Battery life of Huawei Watch Buds
The Watch Buds battery has a capacity of 410 mAh, which is lower than that of the Huawei GT 3 Pro (530 mAh), and is shared by the watch and headphones. With three exercises, all health activity monitoring settings active on the watch, and frequent alerts, I was able to get one week’s worth of use out of the battery.
It far surpasses watches like the Apple Watch and Samsung Galaxy Watches and is extremely astounding for a 2-in-1 gadget. The total usage period is reduced to just three days when the earbuds are used more actively, which is still longer than Samsung’s and Apple’s products.
Huawei WatchBuds’ battery life is inferior to that of the Huawei GT 3 Pro when used as a standalone smartwatch. While the earphones on this device won’t last you more than three hours of listening, a great set of earbuds may easily last you over five or six hours of usage with their charging case included.
With the Watch Buds, which contain a set of wireless headphones, Huawei is providing something that no other wristwatch from a well-known company can. The earbuds sound fine on their own and are a true engineering wonder, but they do not compare to Huawei’s FreeBuds flagship models in terms of sound quality. The fact that you can only use them with your linked smartphone and watch is their major drawback.

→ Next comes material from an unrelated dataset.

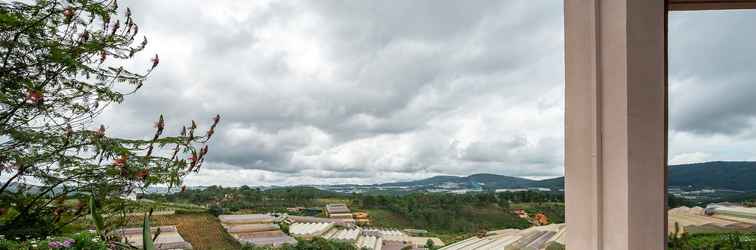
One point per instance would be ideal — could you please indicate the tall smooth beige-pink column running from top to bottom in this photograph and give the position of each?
(615, 124)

The sound coming from the small earphones impressed me more during my time using the Watch Buds than the wristwatch component itself. With a week shorter battery life and a noticeably bigger and heavier case to accommodate the integrated earphones, Watch Buds is essentially a Watch GT 3 Pro.
Because there are few options from the well-known companies and because they are portable and have excellent quality, Huawei should think about introducing these earbuds to the market on their own. Although Watch Buds has the usual range of capabilities for a dedicated wristwatch, its lack of waterproofing means that it is less durable than other expensive watches.
Given that you can purchase a high-end wristwatch and yet have money to spare for an excellent pair of earphones, Huawei Watch Buds at a price of €499/£449 is a difficult sell. The majority of consumers would be better served by purchasing their wristwatch and wireless earbuds separately, but those looking for a fresh approach to smart wearables may want to take a look at Huawei’s 2-in-1 design.